Prenuptial or premarital agreements are made before a couple marries, and are used to spell out in writing a variety of issues such as separate and community property designations, division of property upon divorce, premarital debts or obligations, etc. There are issues that are expressly prohibited within a prenuptial agreement such as those affecting existing or future children. Prenuptial agreements are common in situations when one or more of the partners has children from a previous relationship, owns a business, or has a substantially higher level of income or debts than the other, among other things.
Divorce Helpline can work with you and your future partner to draft a customized prenuptial agreement that meets legal requirements and addresses both of your concerns. Creating a prenuptial agreement does not have to be an adversarial process. On the contrary, we can help provide you with the information and framework to come to a common understanding and agreement.
Post Nuptial Agreements
Postnuptial agreements are less common that prenuptial agreements, but some couples find that they can help them deal with divisive issues in a marriage or registered partnership and strengthen the relationship. At other times, they address something that has occurred in the course of the marriage impacting assets, debts, property and things of this nature. They can also help clarify concerns about asset division or spousal support upon divorce, legal separation or death of a spouse. They differ from prenuptial agreements in that the fiduciary duty of two spouses or registered partners is viewed differently under the law once a couple is legally joined and disclosure requirements are more stringent.

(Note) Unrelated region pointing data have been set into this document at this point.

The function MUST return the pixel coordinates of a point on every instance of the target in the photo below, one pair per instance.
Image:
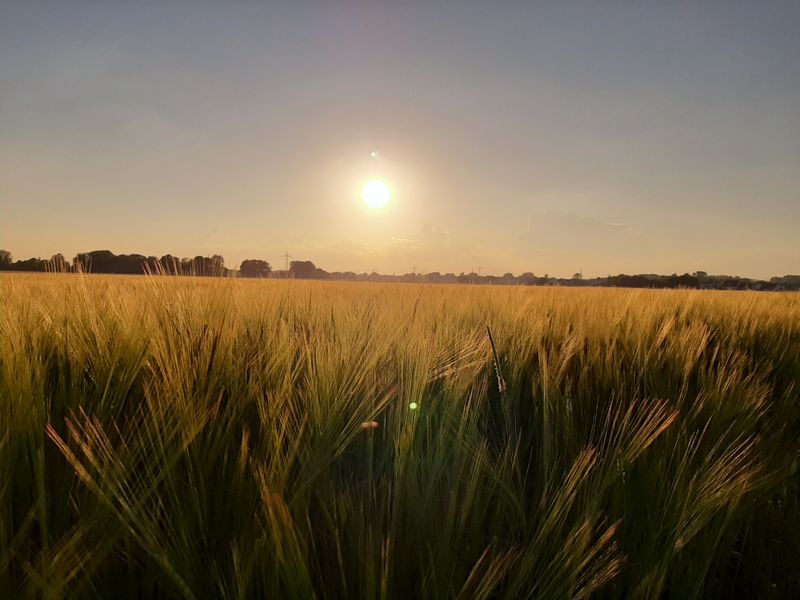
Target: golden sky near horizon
(544, 138)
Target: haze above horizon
(607, 139)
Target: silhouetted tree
(254, 268)
(58, 264)
(305, 269)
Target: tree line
(105, 261)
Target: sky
(612, 137)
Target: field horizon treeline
(106, 262)
(181, 437)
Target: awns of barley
(179, 437)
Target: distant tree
(169, 265)
(58, 264)
(218, 264)
(305, 269)
(255, 268)
(5, 259)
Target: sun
(376, 194)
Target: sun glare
(376, 194)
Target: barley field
(202, 438)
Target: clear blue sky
(518, 136)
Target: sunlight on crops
(189, 437)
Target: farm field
(206, 438)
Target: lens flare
(376, 194)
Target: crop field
(181, 437)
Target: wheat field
(177, 437)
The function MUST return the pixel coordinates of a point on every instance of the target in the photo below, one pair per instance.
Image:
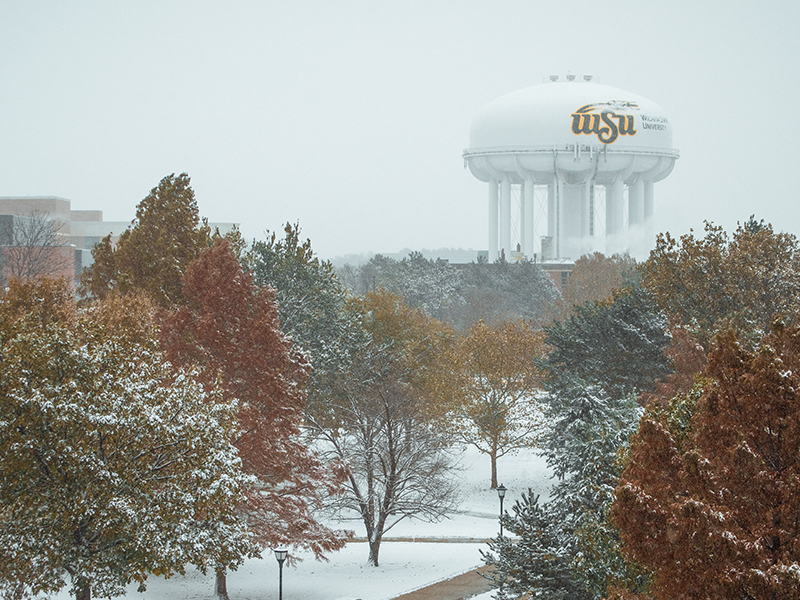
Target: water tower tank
(573, 161)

We have worked with couples to create postnuptial agreements that address a range of issues, including property ownership, business interests and retirement accounts. Our experienced attorneys can work with couples wishing to draft a postnuptial agreement, making sure that all of the technical aspects of the law governing these types of contracts are properly addressed. Using the same philosophy and approach we take with mediation, we can help couples successfully navigate the path to a postnuptial agreement without undue stress or divisiveness.

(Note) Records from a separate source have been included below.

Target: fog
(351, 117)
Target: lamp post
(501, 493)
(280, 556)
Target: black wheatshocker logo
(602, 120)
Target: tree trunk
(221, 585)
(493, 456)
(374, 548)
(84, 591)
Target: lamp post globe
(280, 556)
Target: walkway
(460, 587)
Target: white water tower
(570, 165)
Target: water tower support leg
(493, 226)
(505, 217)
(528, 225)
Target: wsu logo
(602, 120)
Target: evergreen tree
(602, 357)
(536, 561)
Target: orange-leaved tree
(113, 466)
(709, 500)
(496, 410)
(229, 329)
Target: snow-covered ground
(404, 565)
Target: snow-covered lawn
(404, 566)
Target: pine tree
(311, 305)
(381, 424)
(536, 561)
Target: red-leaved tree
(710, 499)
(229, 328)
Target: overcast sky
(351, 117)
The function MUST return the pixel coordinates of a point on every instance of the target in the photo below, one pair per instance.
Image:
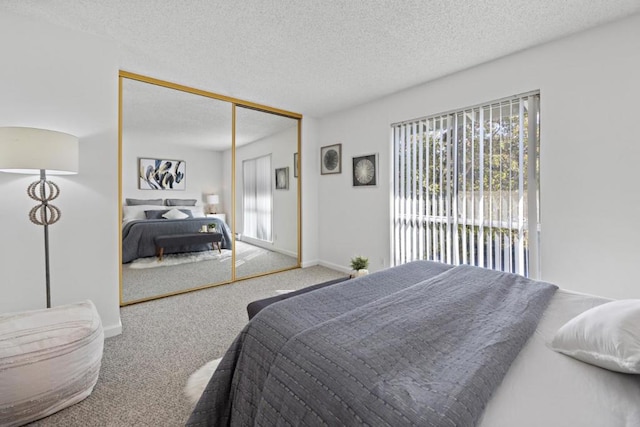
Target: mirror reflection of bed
(177, 152)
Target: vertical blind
(466, 187)
(257, 198)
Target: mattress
(545, 388)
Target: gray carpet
(149, 282)
(145, 369)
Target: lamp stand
(44, 214)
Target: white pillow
(607, 336)
(175, 214)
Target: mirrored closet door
(266, 192)
(208, 191)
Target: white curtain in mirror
(258, 198)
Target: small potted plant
(359, 265)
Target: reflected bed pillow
(158, 214)
(607, 336)
(137, 202)
(175, 214)
(180, 202)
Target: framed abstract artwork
(282, 178)
(331, 159)
(365, 171)
(160, 174)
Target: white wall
(589, 153)
(310, 171)
(203, 170)
(57, 79)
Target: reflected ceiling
(170, 116)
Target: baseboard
(305, 264)
(270, 246)
(335, 266)
(113, 330)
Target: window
(257, 198)
(466, 187)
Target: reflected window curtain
(257, 200)
(249, 199)
(263, 198)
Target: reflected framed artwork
(282, 178)
(331, 159)
(160, 174)
(365, 171)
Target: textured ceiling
(318, 57)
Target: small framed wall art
(282, 178)
(161, 174)
(331, 159)
(365, 171)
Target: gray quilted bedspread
(138, 236)
(421, 344)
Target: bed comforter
(138, 236)
(420, 344)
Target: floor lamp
(40, 151)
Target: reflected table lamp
(212, 200)
(33, 151)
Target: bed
(142, 223)
(418, 344)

Many couples, including same-sex couples, who choose to live together but not get married or legally joined find it beneficial to have a Cohabitation Agreement. This agreement spells out particulars related to joint and separate property, assets and debts during the relationship, and how these issues, along with support, will be handled should the couple separate. These Cohabitation Agreements are sometimes called Marvin Agreements after the landmark California Supreme Court decision in Marvin v. Marvin.
Divorce Helpline has worked with a number of couples to draft Cohabitation Agreements in a supportive environment that acknowledges and respects the rights and concerns of each partner. In many instances, these are individuals whose business or creative endeavors involve intellectual property or creative works whose value may change dramatically over time. Our intention is to create a legally-binding written agreement that can help clarify potentially divisive issues before they arise and give couples control of the outcome of their relationship as it pertains to property and assets, should they separate. Much like a prenuptial agreement, a Cohabitation Agreement can give partners some peace of mind and confidence that their intentions have been clearly outlined and agreed to.